Sie hatte noch in der Nähe des Dorfes einen Schuh fallen lassen, wenig später den anderen, und hoffte, dass niemand von ihren Entführern es bemerkte. Mehr konnte sie nicht tun. Aber in der Dunkelheit würde Lukas ihre Zeichen nicht entdecken.
Endlich verlangsamten die Reiter ihr Tempo. Worte wurden geflüstert, ohne dass sie etwas davon verstehen konnte. Die Hufe trommelten nun nicht mehr über Waldpfade, sondern auf härterem Grund. Der Reitertrupp brachte die Pferde zum Stehen.
Sie wurde vom Sattel gehoben und stehen gelassen.

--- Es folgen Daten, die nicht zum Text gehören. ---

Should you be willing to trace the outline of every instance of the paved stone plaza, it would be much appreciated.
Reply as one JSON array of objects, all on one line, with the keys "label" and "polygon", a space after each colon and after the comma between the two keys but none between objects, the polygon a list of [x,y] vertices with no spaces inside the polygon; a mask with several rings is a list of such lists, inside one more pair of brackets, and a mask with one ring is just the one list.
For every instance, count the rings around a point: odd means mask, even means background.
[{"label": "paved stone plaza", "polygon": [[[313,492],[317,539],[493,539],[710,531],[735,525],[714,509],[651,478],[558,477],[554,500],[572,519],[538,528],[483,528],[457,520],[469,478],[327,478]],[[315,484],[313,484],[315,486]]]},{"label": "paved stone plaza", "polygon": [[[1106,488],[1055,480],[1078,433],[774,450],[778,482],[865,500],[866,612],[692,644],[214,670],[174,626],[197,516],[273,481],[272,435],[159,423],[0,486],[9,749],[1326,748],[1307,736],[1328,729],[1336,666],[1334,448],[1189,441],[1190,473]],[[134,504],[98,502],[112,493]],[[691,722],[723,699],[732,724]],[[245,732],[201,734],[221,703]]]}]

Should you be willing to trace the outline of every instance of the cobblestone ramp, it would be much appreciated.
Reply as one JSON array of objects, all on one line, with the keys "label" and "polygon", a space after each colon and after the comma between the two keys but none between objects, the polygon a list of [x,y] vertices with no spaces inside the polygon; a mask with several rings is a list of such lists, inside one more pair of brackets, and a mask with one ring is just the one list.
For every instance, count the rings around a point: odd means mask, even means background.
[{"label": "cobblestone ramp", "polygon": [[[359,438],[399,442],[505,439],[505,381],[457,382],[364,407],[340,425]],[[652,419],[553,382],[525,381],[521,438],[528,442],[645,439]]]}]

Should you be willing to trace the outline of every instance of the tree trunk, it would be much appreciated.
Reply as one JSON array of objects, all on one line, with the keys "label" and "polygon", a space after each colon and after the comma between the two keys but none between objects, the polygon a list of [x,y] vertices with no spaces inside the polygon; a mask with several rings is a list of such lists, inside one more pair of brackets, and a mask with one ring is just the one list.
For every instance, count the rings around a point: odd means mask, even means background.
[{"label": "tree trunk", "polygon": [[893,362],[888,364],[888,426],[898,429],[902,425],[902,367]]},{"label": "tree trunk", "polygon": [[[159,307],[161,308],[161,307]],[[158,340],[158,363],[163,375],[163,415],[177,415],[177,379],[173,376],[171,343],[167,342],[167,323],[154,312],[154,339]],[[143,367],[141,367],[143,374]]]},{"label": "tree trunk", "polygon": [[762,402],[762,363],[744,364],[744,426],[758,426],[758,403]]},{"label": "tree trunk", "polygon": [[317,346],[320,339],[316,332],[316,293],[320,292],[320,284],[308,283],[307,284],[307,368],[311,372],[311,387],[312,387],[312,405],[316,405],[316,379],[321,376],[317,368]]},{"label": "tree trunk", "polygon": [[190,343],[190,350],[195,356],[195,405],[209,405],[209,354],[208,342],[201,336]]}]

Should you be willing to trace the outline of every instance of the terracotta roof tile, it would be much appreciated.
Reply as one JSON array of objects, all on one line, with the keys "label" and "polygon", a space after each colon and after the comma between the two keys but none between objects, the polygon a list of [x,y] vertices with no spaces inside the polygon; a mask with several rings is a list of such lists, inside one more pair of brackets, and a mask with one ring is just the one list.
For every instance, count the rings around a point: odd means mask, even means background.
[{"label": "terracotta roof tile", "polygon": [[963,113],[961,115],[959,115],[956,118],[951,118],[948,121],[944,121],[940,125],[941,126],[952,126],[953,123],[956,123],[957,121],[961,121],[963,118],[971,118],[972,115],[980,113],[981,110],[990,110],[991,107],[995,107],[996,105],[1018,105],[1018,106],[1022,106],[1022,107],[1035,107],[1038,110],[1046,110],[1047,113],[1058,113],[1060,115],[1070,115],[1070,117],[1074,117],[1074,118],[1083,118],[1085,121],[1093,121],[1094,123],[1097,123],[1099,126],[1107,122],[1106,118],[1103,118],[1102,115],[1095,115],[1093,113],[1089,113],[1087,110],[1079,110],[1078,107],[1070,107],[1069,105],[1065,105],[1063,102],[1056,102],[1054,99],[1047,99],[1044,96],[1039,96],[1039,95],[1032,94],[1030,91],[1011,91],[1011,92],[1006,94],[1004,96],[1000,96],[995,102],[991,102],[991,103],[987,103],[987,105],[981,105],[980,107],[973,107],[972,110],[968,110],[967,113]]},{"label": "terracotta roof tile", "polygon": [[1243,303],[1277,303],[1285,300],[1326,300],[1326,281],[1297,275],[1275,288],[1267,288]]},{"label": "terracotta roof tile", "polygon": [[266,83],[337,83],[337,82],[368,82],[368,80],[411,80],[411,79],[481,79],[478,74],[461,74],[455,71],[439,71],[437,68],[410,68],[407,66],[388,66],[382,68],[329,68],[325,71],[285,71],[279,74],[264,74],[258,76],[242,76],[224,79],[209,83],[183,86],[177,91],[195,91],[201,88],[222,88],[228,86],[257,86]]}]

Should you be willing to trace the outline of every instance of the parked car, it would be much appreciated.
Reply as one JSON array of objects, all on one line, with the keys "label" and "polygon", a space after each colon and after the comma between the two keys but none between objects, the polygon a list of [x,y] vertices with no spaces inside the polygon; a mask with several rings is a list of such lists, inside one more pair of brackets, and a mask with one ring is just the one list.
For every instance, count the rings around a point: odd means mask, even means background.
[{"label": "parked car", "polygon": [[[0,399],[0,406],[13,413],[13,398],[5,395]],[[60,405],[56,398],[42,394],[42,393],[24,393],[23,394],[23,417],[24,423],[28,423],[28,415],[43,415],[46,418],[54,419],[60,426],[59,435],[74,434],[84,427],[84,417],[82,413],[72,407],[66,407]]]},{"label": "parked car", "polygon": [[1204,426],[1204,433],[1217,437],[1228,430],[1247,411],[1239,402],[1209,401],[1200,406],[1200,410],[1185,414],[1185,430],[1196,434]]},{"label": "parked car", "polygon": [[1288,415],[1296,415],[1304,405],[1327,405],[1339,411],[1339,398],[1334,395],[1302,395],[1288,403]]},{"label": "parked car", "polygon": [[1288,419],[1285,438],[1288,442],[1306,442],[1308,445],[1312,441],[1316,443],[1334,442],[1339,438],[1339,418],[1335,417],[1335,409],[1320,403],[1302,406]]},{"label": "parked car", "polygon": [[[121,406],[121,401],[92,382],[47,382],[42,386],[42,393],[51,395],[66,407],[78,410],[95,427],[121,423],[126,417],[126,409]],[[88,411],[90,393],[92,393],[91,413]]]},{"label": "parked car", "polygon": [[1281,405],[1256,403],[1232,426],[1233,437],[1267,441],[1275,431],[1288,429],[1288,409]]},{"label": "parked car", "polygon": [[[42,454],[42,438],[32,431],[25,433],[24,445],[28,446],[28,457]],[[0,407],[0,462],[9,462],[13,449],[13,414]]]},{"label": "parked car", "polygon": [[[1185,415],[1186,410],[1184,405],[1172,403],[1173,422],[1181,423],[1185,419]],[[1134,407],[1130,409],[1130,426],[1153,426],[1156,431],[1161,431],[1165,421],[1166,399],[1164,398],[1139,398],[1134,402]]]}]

Ob es immer noch Nacht war? Bestimmt, auch wenn sie durch die Augenbinde nichts sehen konnte. Falls sie sich wirklich auf einem Burghof befand, würden tagsüber viele Geräusche von Geschäftigkeit künden: das Geplapper der Mägde, die Rufe der Knechte und Stallburschen, die Kommandos der Wachen.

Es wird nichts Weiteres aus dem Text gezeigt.